Bugs per day have problems as well. First of all, my total day count was a rough estimate for our internally managed projects. I do not keep a tally for my internal developers. For the outsourced projects I used the project costs divided by the day rate that the vendor usually charges. But that is probably not the actual effort the vendor put in. So we should be careful about being too smart with these numbers.

For various other reasons, I do like to have a bit of an idea how effective developers are and how many bugs they leave in the code when they give it to the testers. And for us as a project team, how many bugs we leave in the system when we give it to the end users for acceptance testing. There are many aspects involved in programming, but in the end simply measuring the number of bugs per developer-day gives me a bit of an idea.

I think it is common knowledge that its cheaper to have a bug found and resolved by a developer than found by a tester and given back to the developer to fix. The same logic applies to bugs found by end users versus bugs found by the testing team.

I found that the number of bugs in general turned out to be between one to three bugs per day and specifically for our internal projects towards one bug per day.

The crucial insight in the exercise was that our internal development resulted in a much better service to the end users.

There are many reasons why this happened.

First of all, I have included the people involved in the requirements and analysis of the business process into the testing team. The Business Analyst and Service Delivery Manager who had first hand interaction with the business would find most of the flaws similarly as the end users would. Better even, because they really focussed on the testing while end users would do it much more superficially. For the outsourced projects, we created the requirements internally and provided these to the vendor to build.
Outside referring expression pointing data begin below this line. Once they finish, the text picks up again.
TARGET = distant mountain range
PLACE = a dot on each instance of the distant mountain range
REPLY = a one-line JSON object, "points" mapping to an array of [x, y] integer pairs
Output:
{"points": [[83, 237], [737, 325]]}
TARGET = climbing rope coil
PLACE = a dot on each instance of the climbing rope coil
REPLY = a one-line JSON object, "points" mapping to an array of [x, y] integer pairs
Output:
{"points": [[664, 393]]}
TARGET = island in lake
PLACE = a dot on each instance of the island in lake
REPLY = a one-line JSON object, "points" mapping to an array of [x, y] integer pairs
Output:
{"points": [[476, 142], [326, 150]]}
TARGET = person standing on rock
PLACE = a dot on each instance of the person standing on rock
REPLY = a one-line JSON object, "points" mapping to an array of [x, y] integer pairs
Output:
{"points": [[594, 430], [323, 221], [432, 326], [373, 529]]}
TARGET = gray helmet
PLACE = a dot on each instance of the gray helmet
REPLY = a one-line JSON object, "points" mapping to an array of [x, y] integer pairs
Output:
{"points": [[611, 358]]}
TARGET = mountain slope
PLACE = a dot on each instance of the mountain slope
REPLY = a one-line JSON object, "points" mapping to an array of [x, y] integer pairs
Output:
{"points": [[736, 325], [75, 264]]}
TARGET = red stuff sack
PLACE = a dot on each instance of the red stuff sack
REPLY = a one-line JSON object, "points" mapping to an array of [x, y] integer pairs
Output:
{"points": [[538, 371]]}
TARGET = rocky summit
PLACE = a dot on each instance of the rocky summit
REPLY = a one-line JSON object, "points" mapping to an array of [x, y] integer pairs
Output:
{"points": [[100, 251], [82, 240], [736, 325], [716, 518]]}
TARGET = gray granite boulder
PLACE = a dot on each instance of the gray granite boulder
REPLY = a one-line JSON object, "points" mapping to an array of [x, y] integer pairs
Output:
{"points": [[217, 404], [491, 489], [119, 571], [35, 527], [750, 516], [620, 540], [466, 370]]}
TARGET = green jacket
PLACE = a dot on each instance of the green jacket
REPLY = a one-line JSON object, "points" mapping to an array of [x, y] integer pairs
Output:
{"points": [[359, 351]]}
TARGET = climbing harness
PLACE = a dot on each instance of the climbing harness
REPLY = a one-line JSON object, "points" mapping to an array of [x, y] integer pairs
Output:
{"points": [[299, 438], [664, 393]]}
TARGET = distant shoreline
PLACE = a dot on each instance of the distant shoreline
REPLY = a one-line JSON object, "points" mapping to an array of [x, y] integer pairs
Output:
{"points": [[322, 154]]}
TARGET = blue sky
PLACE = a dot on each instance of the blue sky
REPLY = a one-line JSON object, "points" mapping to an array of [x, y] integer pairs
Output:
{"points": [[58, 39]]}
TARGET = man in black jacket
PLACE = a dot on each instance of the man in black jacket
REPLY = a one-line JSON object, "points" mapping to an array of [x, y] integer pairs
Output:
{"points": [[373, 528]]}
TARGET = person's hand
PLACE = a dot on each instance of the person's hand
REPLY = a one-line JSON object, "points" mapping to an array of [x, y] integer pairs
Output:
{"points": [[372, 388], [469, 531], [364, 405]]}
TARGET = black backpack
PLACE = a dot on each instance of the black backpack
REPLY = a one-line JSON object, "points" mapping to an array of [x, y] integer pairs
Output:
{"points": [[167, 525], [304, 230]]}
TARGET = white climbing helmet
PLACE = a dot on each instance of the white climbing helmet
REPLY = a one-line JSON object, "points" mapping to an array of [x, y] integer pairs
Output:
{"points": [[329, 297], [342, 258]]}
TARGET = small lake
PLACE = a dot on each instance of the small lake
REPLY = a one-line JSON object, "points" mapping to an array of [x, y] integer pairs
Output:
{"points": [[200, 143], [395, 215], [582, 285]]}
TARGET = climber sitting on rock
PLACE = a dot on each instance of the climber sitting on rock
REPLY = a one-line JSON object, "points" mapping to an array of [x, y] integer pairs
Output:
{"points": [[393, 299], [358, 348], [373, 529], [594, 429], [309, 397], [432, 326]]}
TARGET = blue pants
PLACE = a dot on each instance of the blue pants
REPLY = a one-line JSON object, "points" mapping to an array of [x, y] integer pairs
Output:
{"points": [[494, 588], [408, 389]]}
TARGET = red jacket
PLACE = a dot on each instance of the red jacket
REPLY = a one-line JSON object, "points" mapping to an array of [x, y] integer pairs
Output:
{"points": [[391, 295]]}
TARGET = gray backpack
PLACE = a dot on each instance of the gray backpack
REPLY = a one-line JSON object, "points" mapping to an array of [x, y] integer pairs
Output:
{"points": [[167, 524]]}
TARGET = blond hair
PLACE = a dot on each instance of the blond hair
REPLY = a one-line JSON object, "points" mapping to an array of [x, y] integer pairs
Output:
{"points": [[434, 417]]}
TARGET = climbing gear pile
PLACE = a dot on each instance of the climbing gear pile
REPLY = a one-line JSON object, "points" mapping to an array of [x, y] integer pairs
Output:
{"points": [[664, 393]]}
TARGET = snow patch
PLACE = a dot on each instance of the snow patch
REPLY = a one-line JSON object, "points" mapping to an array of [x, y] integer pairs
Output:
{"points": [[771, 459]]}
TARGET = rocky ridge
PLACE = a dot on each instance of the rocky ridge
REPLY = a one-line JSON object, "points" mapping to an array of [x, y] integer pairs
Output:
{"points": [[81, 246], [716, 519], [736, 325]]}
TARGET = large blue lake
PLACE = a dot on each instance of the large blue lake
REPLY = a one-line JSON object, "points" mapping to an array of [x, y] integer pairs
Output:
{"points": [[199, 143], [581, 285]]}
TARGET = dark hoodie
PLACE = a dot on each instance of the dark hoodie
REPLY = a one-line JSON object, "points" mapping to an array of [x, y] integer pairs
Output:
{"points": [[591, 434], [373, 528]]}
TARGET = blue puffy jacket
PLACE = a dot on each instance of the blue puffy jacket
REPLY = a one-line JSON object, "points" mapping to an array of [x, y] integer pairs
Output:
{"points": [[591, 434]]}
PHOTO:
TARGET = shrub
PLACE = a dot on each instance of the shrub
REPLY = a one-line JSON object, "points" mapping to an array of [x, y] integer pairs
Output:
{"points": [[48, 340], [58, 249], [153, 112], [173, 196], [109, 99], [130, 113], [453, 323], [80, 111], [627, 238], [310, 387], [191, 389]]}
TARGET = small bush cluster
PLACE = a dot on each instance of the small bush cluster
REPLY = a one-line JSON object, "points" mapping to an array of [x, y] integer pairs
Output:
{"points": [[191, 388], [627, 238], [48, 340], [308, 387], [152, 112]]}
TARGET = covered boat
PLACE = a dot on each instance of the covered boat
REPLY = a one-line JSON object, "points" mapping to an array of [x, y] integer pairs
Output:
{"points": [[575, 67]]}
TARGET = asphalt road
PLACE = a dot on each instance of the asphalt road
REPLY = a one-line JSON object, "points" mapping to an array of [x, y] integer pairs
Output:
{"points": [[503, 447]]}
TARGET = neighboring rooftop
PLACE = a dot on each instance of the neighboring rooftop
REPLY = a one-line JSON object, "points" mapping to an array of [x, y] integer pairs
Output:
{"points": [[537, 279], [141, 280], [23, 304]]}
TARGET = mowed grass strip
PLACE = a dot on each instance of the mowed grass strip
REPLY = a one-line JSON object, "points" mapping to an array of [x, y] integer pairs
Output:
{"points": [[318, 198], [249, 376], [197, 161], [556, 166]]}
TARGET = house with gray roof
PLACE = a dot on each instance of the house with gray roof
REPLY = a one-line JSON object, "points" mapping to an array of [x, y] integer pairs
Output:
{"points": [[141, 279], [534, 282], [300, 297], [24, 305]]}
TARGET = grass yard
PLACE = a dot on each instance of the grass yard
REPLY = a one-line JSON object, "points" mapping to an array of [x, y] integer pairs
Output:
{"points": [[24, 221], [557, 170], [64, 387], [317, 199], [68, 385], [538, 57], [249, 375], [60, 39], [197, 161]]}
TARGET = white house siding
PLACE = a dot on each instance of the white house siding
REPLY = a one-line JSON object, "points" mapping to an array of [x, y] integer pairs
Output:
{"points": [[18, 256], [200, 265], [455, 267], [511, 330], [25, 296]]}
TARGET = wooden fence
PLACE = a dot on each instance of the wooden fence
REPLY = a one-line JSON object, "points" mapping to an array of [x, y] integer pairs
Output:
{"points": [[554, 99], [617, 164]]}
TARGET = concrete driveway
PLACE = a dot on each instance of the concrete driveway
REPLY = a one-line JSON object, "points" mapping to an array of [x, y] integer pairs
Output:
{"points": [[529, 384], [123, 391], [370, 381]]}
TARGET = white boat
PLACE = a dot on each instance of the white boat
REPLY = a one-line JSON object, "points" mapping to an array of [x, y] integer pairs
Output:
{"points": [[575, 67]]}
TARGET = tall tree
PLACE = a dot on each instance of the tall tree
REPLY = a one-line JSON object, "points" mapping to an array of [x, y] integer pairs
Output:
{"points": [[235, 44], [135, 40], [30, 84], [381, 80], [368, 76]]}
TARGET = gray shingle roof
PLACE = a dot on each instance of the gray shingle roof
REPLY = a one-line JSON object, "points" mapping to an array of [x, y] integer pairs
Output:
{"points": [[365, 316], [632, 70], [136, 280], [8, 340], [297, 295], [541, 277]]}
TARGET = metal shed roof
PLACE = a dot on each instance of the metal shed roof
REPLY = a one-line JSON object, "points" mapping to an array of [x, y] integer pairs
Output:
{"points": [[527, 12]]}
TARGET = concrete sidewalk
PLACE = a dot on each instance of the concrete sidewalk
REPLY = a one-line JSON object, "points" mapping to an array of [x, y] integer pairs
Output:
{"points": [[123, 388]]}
The vendor was in that sense disadvantaged.

Secondly, our testers were close to the business. In cases where they were uncertain about the right behaviour it was easier for them to consult the business. The vendor worked on a different location and this case on the other side of the globe and had with that another disadvantage.

I must conclude that the closer the development team is to the business, the more effective the development and testing will be. I think I already knew this ;).

For the future I will challenge my developers to create less than one bug per day.

For outsourced projects I will need to consider to put some metrics in the contract around the number of bugs.